Le décret anti-musulmans pris par Donald Trump choque à juste titre l’opinion publique mondiale. Mais nous, Français, sommes tristement habitués à cette logique islamophobe, car c’est celle mise en oeuvre et souhaitée, ici, par les droites françaises : amalgame volontaire entre islam et islamisme, préférence confessionnelle dans l’accueil des réfugiés, laïcité dévoyée et anti-musulmane.
Le décret Trump interdisant l’entrée aux ressortissants de sept pays musulmans (Iran, Irak, Libye, Somalie, Soudan, Syrie, Yémen) aux États-Unis en raison du risque terroriste est, comme l’ONU l’a rappelé à juste titre, contraire aux droits humains. C’est une intolérable discrimination confessionnelle.
Mais ce que fait Trump n’est pas nouveau : il fait pour l’ensemble des musulmans issus de certains pays ce que des élus français ont fait pour les réfugiés et ce que certains souhaiteraient faire pour l’ensemble des musulmans.
En effet, la logique défendue par Donald Trump et celle défendue par Eric Ciotti, Christian Estrosi, Laurent Wauquiez ou Marine Le Pen sont strictement les mêmes : « bannir » les musulmans en raison du risque terroriste.
Quand Eric Ciotti condamne les actions de solidarité de Cédric Herrou (citoyen solidaire de la Vallée de la Roya qui aide les réfugiés), c’est en appliquant la même logique que Trump : « Qui peut dire avec certitude que dans les centaines de migrants que M. Herrou se targue d’avoir fait passer ne se dissimule pas un futur terroriste ? » (Nice Matin, 30.12.2016).
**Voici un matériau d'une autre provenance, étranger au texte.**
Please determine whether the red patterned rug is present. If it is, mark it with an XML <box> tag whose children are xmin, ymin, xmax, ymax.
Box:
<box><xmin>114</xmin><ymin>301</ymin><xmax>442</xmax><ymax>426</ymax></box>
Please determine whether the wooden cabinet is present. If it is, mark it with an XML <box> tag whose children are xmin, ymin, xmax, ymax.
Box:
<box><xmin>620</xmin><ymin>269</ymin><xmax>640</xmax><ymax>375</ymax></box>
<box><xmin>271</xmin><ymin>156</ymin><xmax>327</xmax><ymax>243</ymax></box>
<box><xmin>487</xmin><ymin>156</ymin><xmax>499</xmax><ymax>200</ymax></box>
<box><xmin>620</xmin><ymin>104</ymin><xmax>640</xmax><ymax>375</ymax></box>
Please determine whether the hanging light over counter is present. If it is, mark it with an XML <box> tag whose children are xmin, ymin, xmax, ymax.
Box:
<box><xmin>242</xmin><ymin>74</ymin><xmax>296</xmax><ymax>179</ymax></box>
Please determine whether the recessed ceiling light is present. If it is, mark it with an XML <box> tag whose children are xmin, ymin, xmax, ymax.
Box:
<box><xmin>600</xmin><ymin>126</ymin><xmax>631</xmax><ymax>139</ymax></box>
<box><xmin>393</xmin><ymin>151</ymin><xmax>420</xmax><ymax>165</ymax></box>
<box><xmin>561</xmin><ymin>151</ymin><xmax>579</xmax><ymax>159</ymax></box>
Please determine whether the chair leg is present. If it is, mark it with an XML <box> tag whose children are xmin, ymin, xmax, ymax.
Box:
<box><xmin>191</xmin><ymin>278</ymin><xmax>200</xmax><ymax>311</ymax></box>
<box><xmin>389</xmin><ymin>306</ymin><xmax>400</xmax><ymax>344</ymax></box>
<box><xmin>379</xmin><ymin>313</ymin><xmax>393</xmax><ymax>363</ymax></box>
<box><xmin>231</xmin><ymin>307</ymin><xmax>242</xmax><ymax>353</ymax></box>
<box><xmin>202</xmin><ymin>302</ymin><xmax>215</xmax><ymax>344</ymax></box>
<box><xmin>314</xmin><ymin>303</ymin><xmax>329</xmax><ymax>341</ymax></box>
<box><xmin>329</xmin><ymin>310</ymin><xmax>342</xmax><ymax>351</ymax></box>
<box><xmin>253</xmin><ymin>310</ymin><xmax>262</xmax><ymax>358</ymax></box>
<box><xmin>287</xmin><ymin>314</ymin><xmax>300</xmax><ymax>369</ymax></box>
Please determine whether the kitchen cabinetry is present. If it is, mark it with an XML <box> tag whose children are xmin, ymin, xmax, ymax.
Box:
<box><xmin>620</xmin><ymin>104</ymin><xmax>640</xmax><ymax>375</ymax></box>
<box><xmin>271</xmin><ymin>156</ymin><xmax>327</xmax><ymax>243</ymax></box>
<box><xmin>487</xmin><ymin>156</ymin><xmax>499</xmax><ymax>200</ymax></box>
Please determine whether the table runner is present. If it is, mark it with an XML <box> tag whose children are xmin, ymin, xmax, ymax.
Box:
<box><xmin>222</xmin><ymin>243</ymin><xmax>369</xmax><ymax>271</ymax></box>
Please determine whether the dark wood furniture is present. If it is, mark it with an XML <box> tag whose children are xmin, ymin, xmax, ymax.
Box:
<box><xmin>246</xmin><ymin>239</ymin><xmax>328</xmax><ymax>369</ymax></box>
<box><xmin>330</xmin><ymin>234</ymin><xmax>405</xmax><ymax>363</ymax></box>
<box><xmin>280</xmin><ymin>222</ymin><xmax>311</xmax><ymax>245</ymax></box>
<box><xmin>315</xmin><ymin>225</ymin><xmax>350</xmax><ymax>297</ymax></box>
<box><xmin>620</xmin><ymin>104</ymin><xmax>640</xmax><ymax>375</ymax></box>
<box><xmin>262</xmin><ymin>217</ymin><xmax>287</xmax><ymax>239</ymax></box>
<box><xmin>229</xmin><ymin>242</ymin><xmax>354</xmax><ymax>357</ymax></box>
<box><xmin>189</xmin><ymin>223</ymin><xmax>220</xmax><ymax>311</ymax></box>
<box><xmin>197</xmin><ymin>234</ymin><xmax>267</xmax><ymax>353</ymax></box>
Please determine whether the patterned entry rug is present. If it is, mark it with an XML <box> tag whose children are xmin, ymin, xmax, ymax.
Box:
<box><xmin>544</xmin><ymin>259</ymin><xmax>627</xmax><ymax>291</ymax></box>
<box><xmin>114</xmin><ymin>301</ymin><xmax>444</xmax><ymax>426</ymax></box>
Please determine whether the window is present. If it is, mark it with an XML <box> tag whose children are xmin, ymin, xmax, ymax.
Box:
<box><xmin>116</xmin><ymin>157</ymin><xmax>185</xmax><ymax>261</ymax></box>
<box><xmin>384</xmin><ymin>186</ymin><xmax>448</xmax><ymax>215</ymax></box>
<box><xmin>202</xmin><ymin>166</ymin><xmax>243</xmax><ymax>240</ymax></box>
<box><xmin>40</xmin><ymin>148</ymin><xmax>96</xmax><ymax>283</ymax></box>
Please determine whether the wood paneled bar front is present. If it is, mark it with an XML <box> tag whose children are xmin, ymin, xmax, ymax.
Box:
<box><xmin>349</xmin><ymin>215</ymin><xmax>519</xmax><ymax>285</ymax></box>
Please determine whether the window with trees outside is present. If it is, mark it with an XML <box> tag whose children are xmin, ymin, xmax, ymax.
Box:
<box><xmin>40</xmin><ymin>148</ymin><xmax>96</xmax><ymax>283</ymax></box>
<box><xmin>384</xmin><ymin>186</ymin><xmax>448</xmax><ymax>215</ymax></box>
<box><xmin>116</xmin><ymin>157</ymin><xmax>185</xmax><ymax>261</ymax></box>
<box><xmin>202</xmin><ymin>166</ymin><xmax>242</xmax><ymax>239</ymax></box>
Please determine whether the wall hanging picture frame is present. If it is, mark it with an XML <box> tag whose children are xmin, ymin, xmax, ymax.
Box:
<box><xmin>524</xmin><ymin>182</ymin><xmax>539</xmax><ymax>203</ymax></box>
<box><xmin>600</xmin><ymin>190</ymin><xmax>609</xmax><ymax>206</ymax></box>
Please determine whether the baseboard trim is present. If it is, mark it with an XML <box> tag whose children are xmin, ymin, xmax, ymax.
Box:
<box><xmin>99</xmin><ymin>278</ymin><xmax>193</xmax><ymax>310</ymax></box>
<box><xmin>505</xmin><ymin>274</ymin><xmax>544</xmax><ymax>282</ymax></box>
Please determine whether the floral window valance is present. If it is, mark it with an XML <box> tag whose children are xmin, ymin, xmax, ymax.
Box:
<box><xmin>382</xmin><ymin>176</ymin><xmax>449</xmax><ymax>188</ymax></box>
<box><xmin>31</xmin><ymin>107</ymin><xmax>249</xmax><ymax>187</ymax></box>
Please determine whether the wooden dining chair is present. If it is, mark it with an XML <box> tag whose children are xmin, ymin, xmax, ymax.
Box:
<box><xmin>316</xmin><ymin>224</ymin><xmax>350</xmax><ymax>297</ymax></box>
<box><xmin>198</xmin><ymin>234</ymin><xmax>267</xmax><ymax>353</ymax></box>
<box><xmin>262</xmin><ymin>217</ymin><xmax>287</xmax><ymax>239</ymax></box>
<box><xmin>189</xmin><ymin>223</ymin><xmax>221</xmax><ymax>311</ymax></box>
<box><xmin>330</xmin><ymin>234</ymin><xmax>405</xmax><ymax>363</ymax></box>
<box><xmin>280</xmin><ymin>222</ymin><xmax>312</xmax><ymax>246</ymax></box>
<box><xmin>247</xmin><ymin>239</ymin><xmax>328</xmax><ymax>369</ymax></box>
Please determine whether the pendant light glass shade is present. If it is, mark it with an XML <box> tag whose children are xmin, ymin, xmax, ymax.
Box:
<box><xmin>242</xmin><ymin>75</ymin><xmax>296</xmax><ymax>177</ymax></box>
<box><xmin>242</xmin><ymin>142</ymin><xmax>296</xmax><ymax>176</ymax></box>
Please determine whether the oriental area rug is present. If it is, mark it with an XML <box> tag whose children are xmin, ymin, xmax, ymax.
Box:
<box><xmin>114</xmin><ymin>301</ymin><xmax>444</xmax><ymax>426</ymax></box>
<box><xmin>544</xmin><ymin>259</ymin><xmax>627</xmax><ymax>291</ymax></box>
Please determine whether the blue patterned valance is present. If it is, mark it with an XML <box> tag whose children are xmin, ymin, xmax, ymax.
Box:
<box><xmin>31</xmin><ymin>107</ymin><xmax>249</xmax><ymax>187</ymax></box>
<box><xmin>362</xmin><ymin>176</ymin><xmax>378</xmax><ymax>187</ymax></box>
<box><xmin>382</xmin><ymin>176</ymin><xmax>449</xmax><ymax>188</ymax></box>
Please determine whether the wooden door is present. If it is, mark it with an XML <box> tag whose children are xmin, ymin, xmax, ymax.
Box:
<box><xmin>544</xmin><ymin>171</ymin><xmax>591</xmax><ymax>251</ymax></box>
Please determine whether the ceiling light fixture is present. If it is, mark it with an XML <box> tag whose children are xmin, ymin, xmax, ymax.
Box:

Quand plusieurs élus locaux de droite, en 2015 et 2016, sur-médiatisent leur soutien aux Chrétiens d’Orient, choisissent de n’accueillir que des réfugiés chrétiens et refusent donc d’accueillir des réfugiés musulmans, c’est en appliquant déjà la logique que Trump suit aujourd’hui. Après les tentatives d’instauration de la préférence nationale par le FN, les « Républicains » instauraient, en France et dans l’indifférence générale, la préférence confessionnelle .
Le premier, dans le débat public français, à avoir affirmé publiquement que des djihadistes s’infiltraient parmi les migrants pour s’opposer à l’accueil des réfugiés n’est autre que Christian Estrosi, alors maire de Nice. Il entretient volontairement, depuis longtemps, l’amalgame entre islam et islamisme en soutenant que l’islam est incompatible avec la démocratie. Précurseur dans le processus d’extrémisation de la droite française par un processus de choc des identités cultuelles, il déclarait également que la « 3ème guerre mondiale » était engagée entre « l’islamo-fascisme » et la « civilisation judéo-chrétienne ».
Or si l’on suit cette logique jusqu’au bout, qui consiste à voir en tout musulman un terroriste potentiel, c’est l’ensemble des citoyens de confession musulmane qui est visé. Et c’est précisément le glissement sémantique qu’a opéré Marine Le Pen en substituant progressivement la figure du musulman à celle de l’immigré comme bouc émissaire et cible principale dans ses discours et dans les éléments de langage du FN.
Au fondement de la logique de Trump, Le Pen, Ciotti ou Estrosi se trouve donc l’amalgame entre islam et islamisme et l’insupportable soupçon de terrorisme jeté sur tout musulman.
Mais, pire encore, cet amalgame a été institutionnalisé sous le mandat de François Hollande, par le gouvernement de Manuel Valls et par Bernard Cazeneuve, alors ministre de l’intérieur en voulant réformer l’islam de France pour lutter contre le terrorisme. En effet faire de la réforme d’une religion un outils de lutte contre le djihadisme c’est entériner l’amalgame coupable entre les croyants de cette confession et les terroristes .
Mettre au ban les musulmans en les empêchant d’entrer sur le sol américain dit Donald Trump. Bannir les musulmans de nos plages et de nos universités, disent de concert, ici, les défenseurs d’une laïcité dévoyée, dure, discriminante et anti-musulmane. Partout la même logique qui donne raison à ceux qui depuis longtemps parlent d’islamophobie. Partout le même rejet qui pousse les citoyens de confessions musulmane au repli communautaire. Partout cette logique absurde et contre productive qui fait le jeu des djihadistes.
L’actualité nous montre où nous mène cette logique et doit nous servir de leçon pour les échéances électorales à venir. Le « Muslim Ban » de Trump n’est autre que la mise en pratique de la politique souhaitée par les droites françaises, sous leurs différentes formes et différentes appellations.
Rappelons, pour conclure, les mots de Justin Trudeau, premier ministre canadien, après l’attentat terroriste qui a frappé une mosquée à Quebec avant hier : « La diversité est notre force ».